Thank you for the detail. Sounds like you have done quite well this year, and your methods make sense.


----------



## Nordak (Jun 17, 2016)

beepro said:


> In my recent post about the grafted cells experiment on the pollen frames, there
> is a huge difference on the cell's development that turn out to be great queens
> in the future. You can read it up on the queen forum here.

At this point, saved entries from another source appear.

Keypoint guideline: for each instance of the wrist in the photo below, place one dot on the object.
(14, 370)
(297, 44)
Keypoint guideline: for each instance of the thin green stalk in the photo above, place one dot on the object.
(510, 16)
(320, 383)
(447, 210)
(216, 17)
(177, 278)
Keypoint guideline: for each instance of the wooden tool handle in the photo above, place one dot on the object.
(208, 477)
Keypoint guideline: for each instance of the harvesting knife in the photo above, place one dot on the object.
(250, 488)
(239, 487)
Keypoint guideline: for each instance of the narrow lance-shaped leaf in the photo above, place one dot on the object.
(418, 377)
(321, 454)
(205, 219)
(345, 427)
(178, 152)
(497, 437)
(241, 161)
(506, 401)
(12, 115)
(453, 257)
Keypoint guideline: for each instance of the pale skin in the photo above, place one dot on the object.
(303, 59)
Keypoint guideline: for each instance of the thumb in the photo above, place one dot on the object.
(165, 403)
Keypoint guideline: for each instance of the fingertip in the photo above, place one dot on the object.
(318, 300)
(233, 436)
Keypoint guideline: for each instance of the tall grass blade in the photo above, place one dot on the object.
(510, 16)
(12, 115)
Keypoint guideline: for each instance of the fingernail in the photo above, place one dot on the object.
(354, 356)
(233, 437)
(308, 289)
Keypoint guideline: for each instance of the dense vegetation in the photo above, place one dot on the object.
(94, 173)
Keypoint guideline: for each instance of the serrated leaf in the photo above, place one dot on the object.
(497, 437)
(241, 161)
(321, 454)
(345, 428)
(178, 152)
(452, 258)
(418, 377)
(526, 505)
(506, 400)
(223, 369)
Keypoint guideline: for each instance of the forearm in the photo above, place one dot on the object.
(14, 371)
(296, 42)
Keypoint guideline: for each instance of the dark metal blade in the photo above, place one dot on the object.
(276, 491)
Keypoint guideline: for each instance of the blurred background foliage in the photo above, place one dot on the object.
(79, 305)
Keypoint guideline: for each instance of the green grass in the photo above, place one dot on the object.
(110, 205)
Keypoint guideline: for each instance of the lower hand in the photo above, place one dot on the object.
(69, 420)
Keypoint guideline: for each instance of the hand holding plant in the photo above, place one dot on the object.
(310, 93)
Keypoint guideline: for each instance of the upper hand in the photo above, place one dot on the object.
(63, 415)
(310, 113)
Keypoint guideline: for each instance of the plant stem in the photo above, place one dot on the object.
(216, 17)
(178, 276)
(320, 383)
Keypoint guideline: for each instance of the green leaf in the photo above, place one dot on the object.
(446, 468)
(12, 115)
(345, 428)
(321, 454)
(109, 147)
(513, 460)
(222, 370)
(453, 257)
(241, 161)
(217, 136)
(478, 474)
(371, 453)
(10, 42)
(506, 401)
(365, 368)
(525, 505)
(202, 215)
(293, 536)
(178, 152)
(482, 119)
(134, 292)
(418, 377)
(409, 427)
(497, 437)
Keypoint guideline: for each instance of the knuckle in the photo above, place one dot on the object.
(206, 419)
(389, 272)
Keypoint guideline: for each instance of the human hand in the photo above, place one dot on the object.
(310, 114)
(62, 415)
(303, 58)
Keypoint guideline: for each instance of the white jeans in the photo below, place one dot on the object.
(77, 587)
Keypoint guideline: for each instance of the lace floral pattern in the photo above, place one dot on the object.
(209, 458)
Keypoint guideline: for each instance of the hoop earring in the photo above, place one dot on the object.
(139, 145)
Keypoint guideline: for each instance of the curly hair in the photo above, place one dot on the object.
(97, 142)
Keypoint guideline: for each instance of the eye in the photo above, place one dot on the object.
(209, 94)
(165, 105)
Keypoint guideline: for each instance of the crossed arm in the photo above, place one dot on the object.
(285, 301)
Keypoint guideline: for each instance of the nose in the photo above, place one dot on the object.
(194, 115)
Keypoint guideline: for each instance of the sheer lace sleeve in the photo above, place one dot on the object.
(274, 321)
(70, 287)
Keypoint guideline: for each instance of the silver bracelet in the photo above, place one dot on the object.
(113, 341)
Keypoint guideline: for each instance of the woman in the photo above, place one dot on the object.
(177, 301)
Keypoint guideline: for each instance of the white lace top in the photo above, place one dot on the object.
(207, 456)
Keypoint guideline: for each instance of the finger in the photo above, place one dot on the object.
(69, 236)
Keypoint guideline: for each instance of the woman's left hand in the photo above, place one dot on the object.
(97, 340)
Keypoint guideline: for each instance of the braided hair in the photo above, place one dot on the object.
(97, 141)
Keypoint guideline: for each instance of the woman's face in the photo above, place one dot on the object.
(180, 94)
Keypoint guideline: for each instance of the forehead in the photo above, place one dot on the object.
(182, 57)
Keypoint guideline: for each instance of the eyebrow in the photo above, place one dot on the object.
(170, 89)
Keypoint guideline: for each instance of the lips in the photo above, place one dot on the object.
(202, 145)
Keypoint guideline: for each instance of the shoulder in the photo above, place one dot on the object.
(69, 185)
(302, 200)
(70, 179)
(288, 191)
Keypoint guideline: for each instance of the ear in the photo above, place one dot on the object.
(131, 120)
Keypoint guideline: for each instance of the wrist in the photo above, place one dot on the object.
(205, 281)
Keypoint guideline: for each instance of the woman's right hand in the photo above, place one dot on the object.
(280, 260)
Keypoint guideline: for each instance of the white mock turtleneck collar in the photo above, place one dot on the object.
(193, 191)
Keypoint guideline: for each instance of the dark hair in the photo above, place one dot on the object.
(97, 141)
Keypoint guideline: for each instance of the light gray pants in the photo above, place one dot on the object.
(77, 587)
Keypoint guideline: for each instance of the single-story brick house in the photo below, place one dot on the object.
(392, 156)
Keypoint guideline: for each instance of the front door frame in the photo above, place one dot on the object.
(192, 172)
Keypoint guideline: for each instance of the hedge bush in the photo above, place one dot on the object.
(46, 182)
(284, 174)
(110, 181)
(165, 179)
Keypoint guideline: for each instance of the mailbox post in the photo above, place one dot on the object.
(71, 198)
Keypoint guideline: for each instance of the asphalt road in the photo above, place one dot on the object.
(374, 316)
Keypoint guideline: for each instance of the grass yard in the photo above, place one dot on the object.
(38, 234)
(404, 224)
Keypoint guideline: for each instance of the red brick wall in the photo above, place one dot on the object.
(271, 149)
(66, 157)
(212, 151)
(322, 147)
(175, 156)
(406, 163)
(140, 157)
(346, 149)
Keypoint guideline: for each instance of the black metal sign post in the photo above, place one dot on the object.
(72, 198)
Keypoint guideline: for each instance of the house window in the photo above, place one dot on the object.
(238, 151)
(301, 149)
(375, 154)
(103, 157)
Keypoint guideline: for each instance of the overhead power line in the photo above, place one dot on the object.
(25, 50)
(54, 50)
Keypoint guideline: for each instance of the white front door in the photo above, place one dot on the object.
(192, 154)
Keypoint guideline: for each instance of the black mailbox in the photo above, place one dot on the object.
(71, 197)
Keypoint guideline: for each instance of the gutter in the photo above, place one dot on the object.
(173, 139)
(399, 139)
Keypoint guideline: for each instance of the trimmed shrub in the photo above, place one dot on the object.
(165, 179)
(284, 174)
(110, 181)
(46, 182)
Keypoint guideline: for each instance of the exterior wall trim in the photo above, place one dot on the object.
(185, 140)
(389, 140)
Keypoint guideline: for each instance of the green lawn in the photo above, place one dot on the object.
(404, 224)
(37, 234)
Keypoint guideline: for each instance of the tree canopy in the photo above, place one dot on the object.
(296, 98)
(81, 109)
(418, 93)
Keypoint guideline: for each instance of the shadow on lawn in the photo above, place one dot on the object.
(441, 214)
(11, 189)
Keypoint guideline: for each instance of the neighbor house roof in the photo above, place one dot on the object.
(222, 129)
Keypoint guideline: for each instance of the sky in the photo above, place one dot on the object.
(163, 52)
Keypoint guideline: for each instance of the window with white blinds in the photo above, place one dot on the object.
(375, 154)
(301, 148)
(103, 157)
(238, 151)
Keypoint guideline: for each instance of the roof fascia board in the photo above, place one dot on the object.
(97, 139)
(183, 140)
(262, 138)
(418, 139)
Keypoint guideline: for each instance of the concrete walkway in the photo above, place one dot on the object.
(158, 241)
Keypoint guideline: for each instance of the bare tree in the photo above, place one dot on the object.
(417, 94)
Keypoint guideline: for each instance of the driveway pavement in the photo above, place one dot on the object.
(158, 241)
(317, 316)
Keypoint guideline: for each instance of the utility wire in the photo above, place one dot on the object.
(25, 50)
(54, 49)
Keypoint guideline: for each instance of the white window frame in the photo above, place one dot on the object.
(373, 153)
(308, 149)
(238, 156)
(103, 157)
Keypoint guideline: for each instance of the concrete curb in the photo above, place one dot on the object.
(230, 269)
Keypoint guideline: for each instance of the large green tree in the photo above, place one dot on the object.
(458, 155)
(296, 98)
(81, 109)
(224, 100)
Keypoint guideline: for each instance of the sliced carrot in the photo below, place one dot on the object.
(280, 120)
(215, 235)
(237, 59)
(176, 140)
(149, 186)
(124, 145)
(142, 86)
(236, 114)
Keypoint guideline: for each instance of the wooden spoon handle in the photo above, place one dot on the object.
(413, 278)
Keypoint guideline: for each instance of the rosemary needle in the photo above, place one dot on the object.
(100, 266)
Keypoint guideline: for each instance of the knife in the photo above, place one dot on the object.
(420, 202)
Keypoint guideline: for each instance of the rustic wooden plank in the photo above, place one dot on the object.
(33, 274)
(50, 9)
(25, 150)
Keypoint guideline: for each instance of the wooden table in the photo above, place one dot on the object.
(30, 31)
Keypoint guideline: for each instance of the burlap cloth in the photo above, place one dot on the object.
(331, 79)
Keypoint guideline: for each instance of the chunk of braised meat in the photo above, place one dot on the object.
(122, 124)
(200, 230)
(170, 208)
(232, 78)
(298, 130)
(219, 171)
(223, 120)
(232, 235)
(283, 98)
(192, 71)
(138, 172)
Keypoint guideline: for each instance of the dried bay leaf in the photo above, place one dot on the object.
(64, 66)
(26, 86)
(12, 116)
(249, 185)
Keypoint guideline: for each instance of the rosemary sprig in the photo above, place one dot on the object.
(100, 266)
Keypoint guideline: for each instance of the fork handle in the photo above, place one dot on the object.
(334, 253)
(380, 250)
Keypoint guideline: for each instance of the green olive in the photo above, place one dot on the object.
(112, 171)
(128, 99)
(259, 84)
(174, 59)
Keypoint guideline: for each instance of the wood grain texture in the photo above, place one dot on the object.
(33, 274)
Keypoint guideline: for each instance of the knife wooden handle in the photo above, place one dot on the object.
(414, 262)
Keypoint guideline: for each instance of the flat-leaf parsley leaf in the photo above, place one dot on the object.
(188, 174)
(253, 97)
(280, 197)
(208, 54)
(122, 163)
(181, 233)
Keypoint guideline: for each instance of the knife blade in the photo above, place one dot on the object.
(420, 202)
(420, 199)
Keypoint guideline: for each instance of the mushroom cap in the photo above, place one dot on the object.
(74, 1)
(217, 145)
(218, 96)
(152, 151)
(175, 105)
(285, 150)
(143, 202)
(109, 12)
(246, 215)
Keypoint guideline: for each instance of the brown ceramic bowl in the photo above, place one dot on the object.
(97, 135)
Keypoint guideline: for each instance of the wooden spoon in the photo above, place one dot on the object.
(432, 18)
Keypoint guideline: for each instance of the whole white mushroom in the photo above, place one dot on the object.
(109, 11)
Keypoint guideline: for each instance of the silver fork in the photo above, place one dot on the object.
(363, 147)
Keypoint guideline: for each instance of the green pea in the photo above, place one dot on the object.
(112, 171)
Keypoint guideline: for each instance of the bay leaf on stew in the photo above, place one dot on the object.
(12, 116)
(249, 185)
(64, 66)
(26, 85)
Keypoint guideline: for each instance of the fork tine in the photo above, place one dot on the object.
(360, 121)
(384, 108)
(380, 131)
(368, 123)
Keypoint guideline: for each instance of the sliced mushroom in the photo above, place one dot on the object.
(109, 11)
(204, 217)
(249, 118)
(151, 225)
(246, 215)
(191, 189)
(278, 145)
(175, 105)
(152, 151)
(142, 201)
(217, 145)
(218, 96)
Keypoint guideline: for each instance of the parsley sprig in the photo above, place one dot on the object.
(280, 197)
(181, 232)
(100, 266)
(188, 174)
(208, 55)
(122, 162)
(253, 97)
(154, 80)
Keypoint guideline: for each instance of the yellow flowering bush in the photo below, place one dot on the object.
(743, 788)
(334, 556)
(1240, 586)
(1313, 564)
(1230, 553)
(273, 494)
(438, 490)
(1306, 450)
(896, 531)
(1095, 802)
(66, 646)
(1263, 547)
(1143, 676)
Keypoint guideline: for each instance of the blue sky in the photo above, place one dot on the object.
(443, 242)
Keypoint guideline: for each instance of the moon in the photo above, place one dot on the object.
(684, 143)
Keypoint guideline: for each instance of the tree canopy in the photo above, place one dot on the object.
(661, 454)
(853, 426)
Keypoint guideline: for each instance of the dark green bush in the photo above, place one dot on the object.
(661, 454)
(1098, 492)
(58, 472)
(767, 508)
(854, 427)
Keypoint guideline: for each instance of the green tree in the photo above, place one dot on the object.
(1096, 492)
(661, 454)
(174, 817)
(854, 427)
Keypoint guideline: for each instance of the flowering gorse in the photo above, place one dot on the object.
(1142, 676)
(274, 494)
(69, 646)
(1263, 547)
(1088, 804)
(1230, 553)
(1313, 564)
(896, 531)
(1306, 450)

Will give it a read. Thanks.


----------



## beepro (Dec 31, 2012)

I use the plastic cups rather than the cut cells method.
This way it is easier to remove the cells into their mating nucs.
And since these cells are transplanted right into the comb the bees
will regulate and attached the cells to the frame comb so that they will not be rip off.
Another advantage of not using the cell bar to grow these cells. Tomorrow should be the
day to check on these cells on the pollen frame. By then they should all be cap if the bee schedule is right.


----------



## Nordak (Jun 17, 2016)

beepro said:


> I use the plastic cups rather than the cut cells method.
> This way it is easier to remove the cells into their mating nucs.
> And since these cells are transplanted right into the comb the bees
> will regulate and attached the cells to the frame comb so that they will not be rip off.
> ...


That's what my math is telling me as well. I should move them to mating nucs on 7/14, correct?


----------



## lharder (Mar 21, 2015)

The second day after grafting I had a look at my latest attempt. Alas some of the strips fell off. However, I have managed to get 4 queen cells on the top bar (where I lost most of strips) some doubles. and 11 queens on the bottom bar some doubles. I culled some leaving about 20. I will put some double queen cells in some of the mating nucs. Nice form of back up. 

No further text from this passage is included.